# Driver has been disabled (code 32)



## mlovy (Feb 26, 2006)

My CD-ROM drive (NEC CD-RW NR-9100A) no longer works. When I insert a cd, the green light on the drive turns on for a few moments and then goes off. The Windows Device Manager lists the device with a yellow explanation mark next to it and states the following: "A driver (service) for this device has been disabled. An alternate driver may be providing this functionality. (Code 32)". I've followed the Troubleshooting instructions regarding uninstalling and reinstalling the device but this does not help. I've downloaded the driver for this device from Dell and tried to install it, but I get the following message from the Drive Firmware Flash Utility "Target NEC NR-9100A is not found correctly".

I have a Dell Dimensions 2300 running Windows XP Home Edition.

Anyone have any ideas on how to make my cd drive work again?

Thanks in advance - Mike


----------



## SacsTC (Dec 30, 2003)

http://support.microsoft.com/default.aspx?scid=kb;EN-US;314060

Even if you have not removed ezcd creator this may apply. If not comfortable working in registry, don't.


----------



## qldit (Mar 18, 2005)

Good Morning Mike, that message you are getting sounds ominous.
Firmware is the software that is loaded into a CDROM or whatever that actually determines how that machine behaves and what it can read or write to, power settings for different media etc. (heavy stuff)
As a general rule anyone playing with drive firmware tend to have a kill rate of about 75% from my experience.

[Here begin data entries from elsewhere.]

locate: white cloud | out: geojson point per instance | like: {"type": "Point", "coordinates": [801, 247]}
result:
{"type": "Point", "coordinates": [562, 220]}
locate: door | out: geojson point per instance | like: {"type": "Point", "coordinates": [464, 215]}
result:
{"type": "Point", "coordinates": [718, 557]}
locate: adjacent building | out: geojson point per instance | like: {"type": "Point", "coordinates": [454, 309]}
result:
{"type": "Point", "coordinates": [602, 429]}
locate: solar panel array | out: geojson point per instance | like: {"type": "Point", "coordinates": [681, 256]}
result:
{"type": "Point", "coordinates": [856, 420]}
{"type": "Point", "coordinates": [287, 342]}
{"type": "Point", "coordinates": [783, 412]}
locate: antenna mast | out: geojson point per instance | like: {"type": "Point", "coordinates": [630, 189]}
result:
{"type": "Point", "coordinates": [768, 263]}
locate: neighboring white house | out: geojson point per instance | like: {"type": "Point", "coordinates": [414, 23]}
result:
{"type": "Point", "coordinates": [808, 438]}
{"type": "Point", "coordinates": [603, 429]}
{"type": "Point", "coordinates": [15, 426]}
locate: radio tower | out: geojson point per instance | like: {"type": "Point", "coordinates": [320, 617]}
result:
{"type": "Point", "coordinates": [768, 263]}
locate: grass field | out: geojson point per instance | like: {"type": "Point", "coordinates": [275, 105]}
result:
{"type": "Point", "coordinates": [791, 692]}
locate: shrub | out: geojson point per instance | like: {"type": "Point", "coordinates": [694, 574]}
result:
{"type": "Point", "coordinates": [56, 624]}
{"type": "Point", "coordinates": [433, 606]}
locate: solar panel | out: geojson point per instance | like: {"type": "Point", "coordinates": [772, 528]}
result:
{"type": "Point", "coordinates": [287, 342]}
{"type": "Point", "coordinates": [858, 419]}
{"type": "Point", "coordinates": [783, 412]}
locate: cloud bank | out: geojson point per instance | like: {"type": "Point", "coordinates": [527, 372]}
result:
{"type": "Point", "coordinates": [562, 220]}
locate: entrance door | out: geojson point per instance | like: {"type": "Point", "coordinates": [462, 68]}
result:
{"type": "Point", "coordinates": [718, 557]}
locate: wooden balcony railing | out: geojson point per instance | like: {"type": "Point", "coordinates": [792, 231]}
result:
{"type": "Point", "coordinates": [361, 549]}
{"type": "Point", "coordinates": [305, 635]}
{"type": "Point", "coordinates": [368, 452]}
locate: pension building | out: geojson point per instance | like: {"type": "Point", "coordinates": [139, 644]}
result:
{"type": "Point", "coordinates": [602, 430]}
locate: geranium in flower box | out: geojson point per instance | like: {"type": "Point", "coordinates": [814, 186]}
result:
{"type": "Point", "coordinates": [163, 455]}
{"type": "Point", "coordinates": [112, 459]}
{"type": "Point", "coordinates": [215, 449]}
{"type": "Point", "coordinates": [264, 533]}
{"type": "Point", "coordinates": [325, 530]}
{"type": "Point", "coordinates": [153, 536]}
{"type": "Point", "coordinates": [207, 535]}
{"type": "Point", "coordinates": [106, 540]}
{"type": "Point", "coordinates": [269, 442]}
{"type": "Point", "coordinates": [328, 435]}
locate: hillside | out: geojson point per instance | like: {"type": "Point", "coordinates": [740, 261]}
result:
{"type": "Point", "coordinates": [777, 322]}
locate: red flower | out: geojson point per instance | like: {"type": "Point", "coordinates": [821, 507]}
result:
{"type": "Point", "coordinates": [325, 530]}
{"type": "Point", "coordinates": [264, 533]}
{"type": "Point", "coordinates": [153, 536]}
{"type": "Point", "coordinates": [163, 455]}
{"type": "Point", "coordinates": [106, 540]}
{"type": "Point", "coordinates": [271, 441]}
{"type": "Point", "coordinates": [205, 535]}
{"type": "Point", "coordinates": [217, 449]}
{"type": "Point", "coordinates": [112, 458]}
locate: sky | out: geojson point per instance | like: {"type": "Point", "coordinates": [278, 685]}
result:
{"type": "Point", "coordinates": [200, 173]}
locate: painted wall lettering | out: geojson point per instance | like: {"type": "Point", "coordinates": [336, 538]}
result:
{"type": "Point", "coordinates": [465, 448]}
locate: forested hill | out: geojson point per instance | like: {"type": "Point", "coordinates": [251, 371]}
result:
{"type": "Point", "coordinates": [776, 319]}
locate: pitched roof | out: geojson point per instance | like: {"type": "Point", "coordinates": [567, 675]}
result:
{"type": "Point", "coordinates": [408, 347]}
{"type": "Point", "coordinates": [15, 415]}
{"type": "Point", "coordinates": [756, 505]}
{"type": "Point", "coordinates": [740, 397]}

I personally learned long ago to leave it alone!
It sounds like you have done something adverse with your drive firmware.
In many cases this means "Viking Funeral" time!
You may be able to revert to the original firmware but from my experience this is unlikely, most drives will not go back.
You could try the drive in a different machine to see if it might work and maybe able to do something with it but I am sorry to suggest you will most likely need a new drive and understand the law of TFN. (touch nothing)
Others may have different ideas.
By the way, welcome to TSG, they are a really nice bunch here.
Cheers, qldit.


----------



## mlovy (Feb 26, 2006)

Thanks SacsTC, you pointed me in the right direction. I went to the Roxio Easy CD Creator web site and saw the identical instructions found on the Microsoft web site. As soon as I deleted Easy CD Creator and deleted two registry entries, my CD ROM worked again. I reinstalled Easy CD Creator and all is well. Thanks for the quick and very helpful response. Mike.


----------